Rakibin saygın bir teknik direktörünün görüşleri çok önemli, çünkü maç sonrası takıma ve hocaya çok sert eleştiriler oldu. Evet aşağıdaki yazıda benim de eleştirilerim olacak ama biliyoruz ki bu maçtan çok daha kötülerini oynadı bu takım lakin taraftarın artık kötü oyuna daha doğrusu kötü sonuçlara sabrı kalmadı. " Yenilsen de yensen de taraftarın seninle " sloganının sadece bir ütopya olduğu da bir kez daha ispatlandı. Hani hep skor yazarlığı denir ya, medyadaki konuşma ve yazıların çoğu skora göreydi maç sonrası. Oysa geçen hafta alınan Gaziantep galibiyeti ile kıyaslarsak, kendi sahasında yenildiği maçta daha iyi oynadı Fenerbahçe. Kuyt o penaltıyı atsa aynı oyunla alınan bir galibiyette farklı şeyler söylenecekti. Fakat oynanan topun yine de Fenerbahçe'ye yakışmadığı, hocanın ve bazı futbolcuların yaptığı hataların ardı arkasının kesilmediği de gözler önünde.
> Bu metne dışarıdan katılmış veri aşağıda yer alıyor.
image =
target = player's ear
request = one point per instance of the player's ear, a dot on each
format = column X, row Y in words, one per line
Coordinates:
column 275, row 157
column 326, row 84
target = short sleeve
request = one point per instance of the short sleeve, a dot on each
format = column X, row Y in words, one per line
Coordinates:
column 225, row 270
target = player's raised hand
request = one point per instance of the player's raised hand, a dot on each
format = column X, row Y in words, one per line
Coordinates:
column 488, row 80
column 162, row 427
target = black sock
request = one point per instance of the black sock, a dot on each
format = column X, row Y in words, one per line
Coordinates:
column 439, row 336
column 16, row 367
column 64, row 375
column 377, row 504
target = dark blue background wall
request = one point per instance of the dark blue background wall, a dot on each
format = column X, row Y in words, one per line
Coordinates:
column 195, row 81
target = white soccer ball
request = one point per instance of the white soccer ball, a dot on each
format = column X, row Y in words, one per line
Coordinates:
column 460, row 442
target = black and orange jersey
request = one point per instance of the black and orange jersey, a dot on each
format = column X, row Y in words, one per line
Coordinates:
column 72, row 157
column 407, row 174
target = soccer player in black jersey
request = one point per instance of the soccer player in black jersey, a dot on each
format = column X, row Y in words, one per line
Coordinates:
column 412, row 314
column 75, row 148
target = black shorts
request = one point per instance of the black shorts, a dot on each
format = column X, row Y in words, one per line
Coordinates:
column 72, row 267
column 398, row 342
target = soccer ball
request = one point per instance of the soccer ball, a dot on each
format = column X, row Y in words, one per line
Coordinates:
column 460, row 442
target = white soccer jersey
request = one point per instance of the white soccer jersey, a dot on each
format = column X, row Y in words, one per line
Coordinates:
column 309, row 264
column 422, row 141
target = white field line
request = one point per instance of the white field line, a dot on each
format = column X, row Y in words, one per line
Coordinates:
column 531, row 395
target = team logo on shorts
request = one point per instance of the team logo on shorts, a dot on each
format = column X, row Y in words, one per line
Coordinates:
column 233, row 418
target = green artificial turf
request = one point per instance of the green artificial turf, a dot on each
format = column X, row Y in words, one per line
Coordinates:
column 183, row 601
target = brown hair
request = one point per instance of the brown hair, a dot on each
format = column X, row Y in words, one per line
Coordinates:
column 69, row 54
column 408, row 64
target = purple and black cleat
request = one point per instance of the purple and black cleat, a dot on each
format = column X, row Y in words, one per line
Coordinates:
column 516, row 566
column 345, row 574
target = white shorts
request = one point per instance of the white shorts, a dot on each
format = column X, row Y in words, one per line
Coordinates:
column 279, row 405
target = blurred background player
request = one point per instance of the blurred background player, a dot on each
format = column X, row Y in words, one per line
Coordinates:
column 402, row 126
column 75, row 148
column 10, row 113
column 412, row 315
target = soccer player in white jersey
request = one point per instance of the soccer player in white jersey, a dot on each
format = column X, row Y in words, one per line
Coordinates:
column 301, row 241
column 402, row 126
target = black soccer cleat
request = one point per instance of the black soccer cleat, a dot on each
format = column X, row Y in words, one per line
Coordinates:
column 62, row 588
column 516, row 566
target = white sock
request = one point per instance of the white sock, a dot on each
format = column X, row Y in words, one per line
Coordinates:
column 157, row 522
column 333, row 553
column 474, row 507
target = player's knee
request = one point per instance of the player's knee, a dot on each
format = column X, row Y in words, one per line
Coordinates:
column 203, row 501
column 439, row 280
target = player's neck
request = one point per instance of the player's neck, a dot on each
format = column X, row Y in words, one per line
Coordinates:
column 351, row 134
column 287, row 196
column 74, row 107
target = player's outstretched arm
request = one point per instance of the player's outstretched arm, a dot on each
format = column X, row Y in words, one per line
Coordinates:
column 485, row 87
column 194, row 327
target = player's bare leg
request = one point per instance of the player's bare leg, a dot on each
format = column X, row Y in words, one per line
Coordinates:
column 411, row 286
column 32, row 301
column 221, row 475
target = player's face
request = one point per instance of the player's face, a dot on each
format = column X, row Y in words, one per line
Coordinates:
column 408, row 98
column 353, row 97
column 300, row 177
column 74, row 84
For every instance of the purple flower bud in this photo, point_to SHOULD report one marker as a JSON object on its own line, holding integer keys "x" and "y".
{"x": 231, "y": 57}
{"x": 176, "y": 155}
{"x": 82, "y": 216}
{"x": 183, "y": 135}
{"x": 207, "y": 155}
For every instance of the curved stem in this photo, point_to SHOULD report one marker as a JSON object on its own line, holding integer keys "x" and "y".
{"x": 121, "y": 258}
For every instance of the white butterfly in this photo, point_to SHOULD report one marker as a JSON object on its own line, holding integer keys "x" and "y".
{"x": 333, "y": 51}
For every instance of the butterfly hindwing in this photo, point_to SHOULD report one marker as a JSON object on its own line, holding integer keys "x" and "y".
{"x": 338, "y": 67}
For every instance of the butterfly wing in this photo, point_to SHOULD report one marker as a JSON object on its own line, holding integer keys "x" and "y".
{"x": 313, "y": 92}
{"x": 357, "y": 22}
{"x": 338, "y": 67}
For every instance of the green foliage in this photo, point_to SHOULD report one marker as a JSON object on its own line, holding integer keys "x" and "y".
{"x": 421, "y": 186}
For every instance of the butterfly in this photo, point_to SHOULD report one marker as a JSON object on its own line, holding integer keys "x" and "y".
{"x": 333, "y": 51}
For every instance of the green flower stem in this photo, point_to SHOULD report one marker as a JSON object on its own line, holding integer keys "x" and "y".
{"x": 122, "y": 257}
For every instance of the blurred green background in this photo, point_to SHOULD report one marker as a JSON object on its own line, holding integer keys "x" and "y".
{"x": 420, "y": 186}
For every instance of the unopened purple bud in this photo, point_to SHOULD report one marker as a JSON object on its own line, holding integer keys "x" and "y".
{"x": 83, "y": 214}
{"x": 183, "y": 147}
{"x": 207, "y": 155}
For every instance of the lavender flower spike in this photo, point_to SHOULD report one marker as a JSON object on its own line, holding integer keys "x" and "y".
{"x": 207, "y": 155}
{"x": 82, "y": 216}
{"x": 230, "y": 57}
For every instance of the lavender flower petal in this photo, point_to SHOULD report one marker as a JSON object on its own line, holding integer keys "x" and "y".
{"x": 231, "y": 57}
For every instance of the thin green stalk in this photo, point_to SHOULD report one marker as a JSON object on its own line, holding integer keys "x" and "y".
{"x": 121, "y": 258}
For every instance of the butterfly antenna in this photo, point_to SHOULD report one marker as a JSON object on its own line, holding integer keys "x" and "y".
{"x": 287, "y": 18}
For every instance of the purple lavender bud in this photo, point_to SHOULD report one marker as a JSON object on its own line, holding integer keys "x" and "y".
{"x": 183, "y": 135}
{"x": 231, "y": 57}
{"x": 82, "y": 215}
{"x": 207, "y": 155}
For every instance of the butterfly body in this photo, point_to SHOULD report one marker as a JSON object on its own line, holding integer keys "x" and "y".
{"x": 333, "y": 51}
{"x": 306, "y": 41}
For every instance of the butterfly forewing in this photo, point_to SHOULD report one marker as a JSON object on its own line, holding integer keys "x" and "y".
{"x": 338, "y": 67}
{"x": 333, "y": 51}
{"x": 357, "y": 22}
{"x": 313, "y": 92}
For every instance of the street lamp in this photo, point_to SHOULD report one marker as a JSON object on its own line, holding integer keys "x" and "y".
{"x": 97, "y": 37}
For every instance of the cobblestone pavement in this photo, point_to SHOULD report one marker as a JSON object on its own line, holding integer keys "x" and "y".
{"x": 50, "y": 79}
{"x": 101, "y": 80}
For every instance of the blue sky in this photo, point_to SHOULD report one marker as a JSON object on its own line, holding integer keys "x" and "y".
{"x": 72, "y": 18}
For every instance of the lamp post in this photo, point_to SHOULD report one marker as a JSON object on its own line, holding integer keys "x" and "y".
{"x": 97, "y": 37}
Sanırım bu sezonun en acı verici olanı ise, bir zamanlar rakipler için korkulu rüya olan Kadıköy'de kaybedilen puanlar, 3 Anadolu takımına boyun eğmeler...
İlk 18 belli olduğunda Mehmet Topal ve Hasan Ali'nin olmayışı kötü sinyaldi, makul bir sebep duyamadık bu kararla ilgili, yorgun ve sakat değiller, kötü performanslı değiller (en azından onlardan daha kötüleri var) peki neden o zaman ? Yoksa 4 gün sonraki milli maçta oynayacaklarından yine "ülke menfaatleri" mi ön plandaydı ? Bu maç özelindeki hatalar zincirinin ilk halkasıydı bu. Devamında ilk 11 belli olduğunda ikinci halka eklendi. 3 yeni transfer de kadroda. 2 aydır resmi maç yapmamış Ziegler 2 antrenmana çıkıp ilk 11 de yer buluyorsa, sezon başından beri alternatifsiz o bölgede oynayan ve fedakarlık gösteren Hasan Ali'ye haksızlık olmuyor mu 18 dışında kalmak ? Aynı şey Mehmet Topal için de geçerli, Emre geldi diye maç kadrosu dışında kalmak koymaz mı adama ? İkinci yarının en formda Fenerbahçelisi Semih'i tekrar yedek kulübesine gönderip 2 gün önce gelen Webo'ya forma vermek oldu mu şimdi? Bu kararlar demokrat ve adil olmasıyla bilinen Aykut Kocaman'a yakışmadı. Üç yeni transferden ilk 11 de olabilecek tek isim Emre'ydi. Hasan Ali ve Semih ilk 11 başlamalı, Ziegler ve Webo yedek soyunmalıydı. Maçın gidişatına göre, son çeyrekte bu iki yeni transferi de oyuna girerek takıma kaynaştırılabilirdi. Mehmet Topal da Cristian yerine sahada olmalıydı. Bu şekilde yeni isimler kazanırken eldeki isimler kaybedilmez(incitilmez)idi.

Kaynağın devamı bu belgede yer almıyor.